# Why do cheating wives fight so dirty?



## TroubledSexLife (Aug 23, 2012)

I have not posted my story but I believe my wife is a sociopath. Did she ever love me? I don't even know anymore. How can someone do so much wrong to another person that they claimed to love?

She had an affair and now she is trying to take everything from me. Before I could expose the affair (I didn't even think about exposure), she LIED AND TOLD EVERYONE I HIT HER AND CHEATED ON HER MANY TIMES IN OUR RELATIONSHIP. I never even touched her! I think people believe her over me and now my exposure looks like lies.

She also emptied all the joint bank accounts and maxed out two credit cards in the week after DDAY when I was still angry! Her lawyer told her to work part time to maximize alimony and she happily agreed.

She wants the house and right now we are staying here together. Almost daily she makes threats to me. 

Just this morning, she barged into the bedroom that I had kicked her out of (not literally) after dday, demanding she get to sleep on the bed. I told her to get lost and when I stood up to prevent her from lying down on the bed, she smacked me across the face and tried to kind of scratch me in my eyes. I restrained her but she started yelling that I was trying to rape her real loud. The neighbors could hear us most likely!

I got scared and let go and then she told me in a calm voice to never touch her or prevent her from her rights. Otherwise, she would call the cops and get a restraining order.
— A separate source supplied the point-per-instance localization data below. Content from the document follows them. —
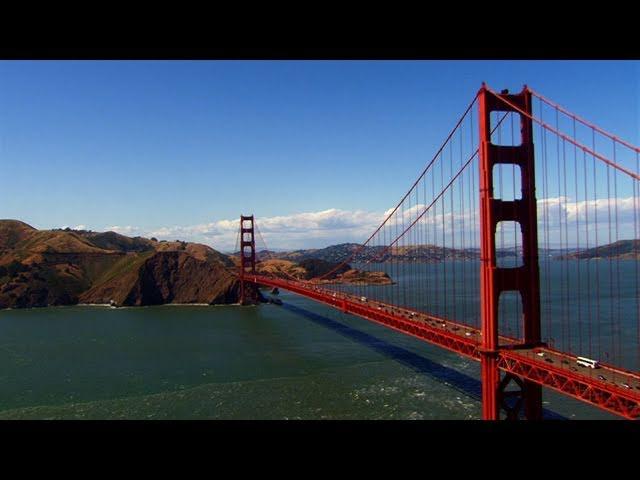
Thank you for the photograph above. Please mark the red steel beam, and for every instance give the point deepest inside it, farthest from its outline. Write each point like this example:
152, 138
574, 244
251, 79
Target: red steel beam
611, 398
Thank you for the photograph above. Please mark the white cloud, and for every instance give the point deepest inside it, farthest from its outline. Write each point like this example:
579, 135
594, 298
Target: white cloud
332, 226
128, 230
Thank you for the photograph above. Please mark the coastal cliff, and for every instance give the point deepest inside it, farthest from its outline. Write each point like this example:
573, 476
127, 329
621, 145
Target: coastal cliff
64, 267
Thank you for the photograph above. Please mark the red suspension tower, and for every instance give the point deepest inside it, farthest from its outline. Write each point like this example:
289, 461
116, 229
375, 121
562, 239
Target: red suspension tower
247, 258
494, 280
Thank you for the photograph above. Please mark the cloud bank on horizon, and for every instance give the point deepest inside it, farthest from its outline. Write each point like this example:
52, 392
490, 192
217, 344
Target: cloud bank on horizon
334, 226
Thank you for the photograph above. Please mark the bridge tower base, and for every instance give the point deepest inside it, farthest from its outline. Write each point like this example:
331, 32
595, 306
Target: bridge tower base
496, 399
248, 290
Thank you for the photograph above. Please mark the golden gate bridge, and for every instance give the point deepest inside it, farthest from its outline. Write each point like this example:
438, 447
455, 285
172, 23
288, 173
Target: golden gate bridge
525, 209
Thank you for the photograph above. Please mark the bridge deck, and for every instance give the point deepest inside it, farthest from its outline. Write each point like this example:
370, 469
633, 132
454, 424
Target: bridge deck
606, 387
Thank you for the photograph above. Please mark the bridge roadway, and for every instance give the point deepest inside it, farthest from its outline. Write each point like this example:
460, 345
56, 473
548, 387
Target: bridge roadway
607, 387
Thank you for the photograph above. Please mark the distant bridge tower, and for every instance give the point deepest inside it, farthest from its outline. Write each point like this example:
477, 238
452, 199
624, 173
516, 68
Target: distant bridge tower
493, 280
247, 259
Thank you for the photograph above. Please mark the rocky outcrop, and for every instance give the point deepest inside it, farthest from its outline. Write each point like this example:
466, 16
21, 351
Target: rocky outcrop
169, 277
64, 267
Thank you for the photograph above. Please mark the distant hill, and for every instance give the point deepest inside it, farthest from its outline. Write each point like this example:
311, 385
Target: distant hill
623, 249
65, 267
376, 254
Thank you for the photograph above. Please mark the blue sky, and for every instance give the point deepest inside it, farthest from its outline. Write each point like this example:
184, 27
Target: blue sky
171, 147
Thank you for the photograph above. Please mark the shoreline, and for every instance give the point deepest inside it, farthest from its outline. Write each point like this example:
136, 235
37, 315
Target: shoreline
106, 305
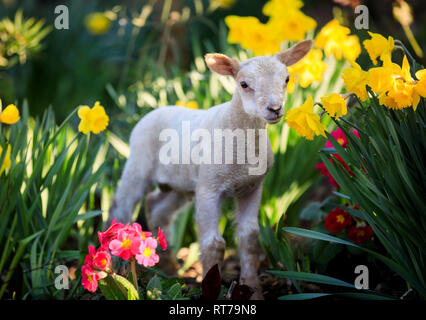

Oh and one other thing, she is also now belittling my sexual performance and size and stuff. But why does she say all this now? I heard her on the phone with one of her girlfriends telling her how God gave some men poor endowments just like (insert my name). I just about lost it. I WAS SITTING IN THE LIVING ROOM THERE WITH HER.

I did so much for this woman and this is what I get. I guess I am just a fool.


----------



## Kasler (Jul 20, 2012)

Because no holds barred in not being the bad guy. 

The BS has to be the emotional abusive boogie man at all cost. Anything less and they would actually have to depart from fog land and face the reality of being a selfish family destroying bitc*.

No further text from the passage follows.